Her focus shifts slightly, returns to Eileen, dark gaze leveling on the Brit. The technopath heard the whole conversation; she'll ask what Jensen didn't then. "What's the rest of the problem, Eileen?" Hana can fill in some blanks — Pinehearst, abilities and their lack. If she's missing something, she wants to know about it.

If there's one thing Eileen values above her neck, it's her privacy. She siphons all her concentration into wrestling with her upper lip to keep it from erupting into a leer. "You and Bennati," she murmurs, voice tight with burgeoning anger, "Christ. Always earwigging into other people's conversations."

She reaches up with her good arm and wipes some of the tomato juice from her face using the her shirt's sleeve. There are a few errant seeds plastered along the line of her jaw as well, but this is something she won't get without an assist or the aid of a mirror — neither of which the woman standing across from her is about to provide. "Raith's not the only operative in the city. There's another, Daiyu Feng. I couldn't tell you much about him. Sorry."

Unlike Bennati, Hana doesn't have a lot of choice. Except in that she refuses — doesn't even think — to explain herself. "I'll give you what I have," the Israeli says abruptly. "It's not much; likely meaningless to Raith in particular." Her tone is not in any way apologetic, merely matter-of-fact; ex-CIA, ex-Vanguard, which Feng apparently also is, he'd better know more than the technopath has been able to turn up. She straightens; seems to remember the knife in hand, which is absently sheathed. "Feng fell out of readily accessible records after Tiananmen Square." Where 'readily accessible' would be Hana's definition of the phrase, not Google's.

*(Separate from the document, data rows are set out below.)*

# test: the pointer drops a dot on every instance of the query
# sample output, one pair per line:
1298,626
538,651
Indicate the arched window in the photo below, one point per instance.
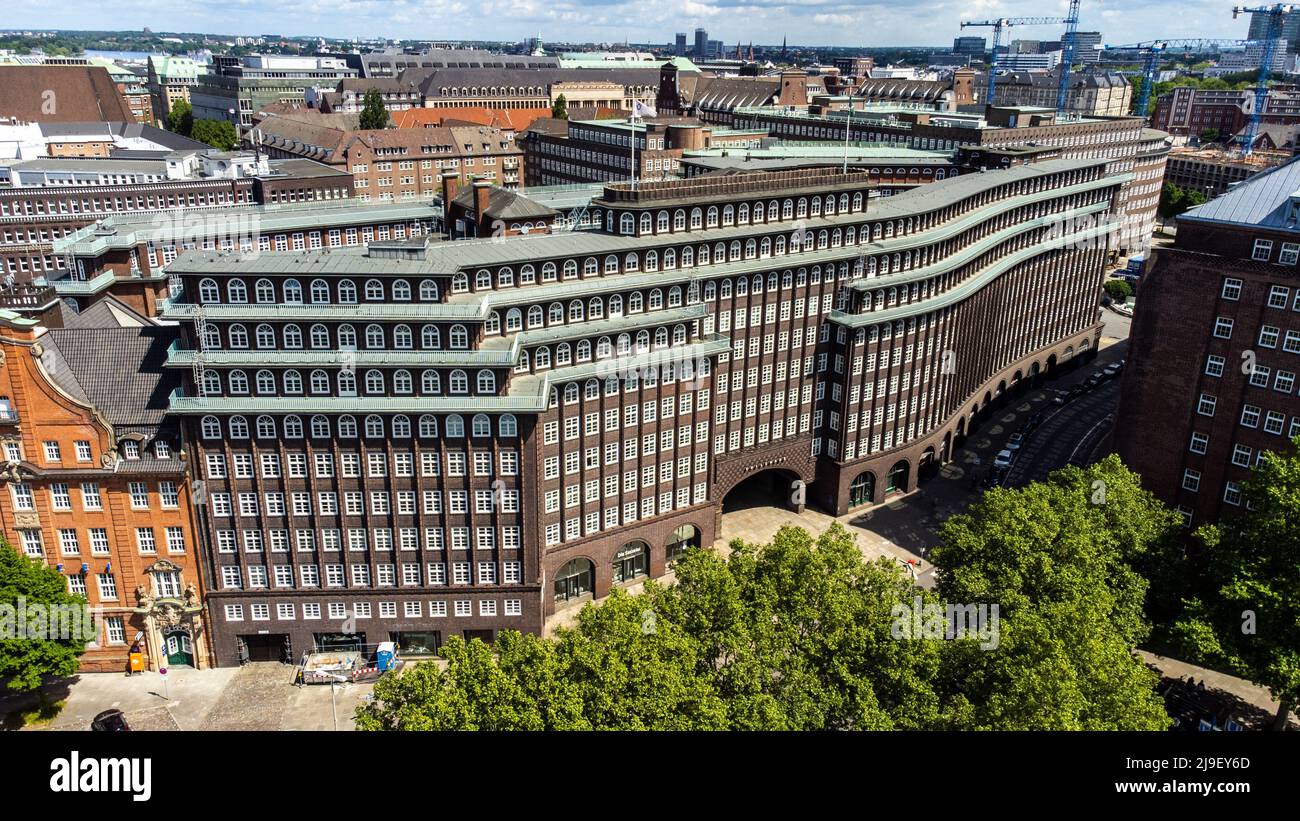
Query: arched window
320,428
429,337
401,426
346,383
459,337
346,338
265,337
320,382
265,428
347,426
455,426
428,426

It's just as well. If Eileen's crude typing style and inability to capitalize sentences is any indication, then she probably doesn't have a lot of experience behind a keyboard — never mind navigating search engines on the internet. She raises herself up the rest of the way and, showing Hana her shoulder as she turns, closes her hand around the butcher knife's handle once more. It takes a few tries, each punctuated by a sharp exhalation, but she manages to twist it loose from the chopping block in the end. "Thank you." That Hana doesn't have to do this goes without saying.

The technopath merely observes as Eileen hauls the knife back out of the chopping board. Stands and watches. Doesn't help, doesn't apologize; doesn't say 'you're welcome', either, which would be the expected and polite response. At least for anyone else.

"You are also one of 'mine', unless you make it otherwise." Ferrymen. It won't save Eileen from death threats, but it's why she didn't get killed out of hand. This flat statement is the only explanation Hana offers; then the Israeli woman turns away, leaves the kitchen, her business here apparently having been concluded.

Eileen watches Hana's departing back, her bare feet riveted to the wood until the house is still again and she can hear more than that final statement resonating in her ears. Only then does she let out the breath she'd been holding and go for the corn broom propped against the side of the refrigerator, its bristles as stiff and prickly as the young woman intending to wield it.

It will take her only a few minutes to sweep the remains of the kedgeree into a lopsided pile, dump it into the trash and begin breakfast from scratch, but it will be several hours before she's able to completely relax.

A knife pressed to the throat has that effect on people.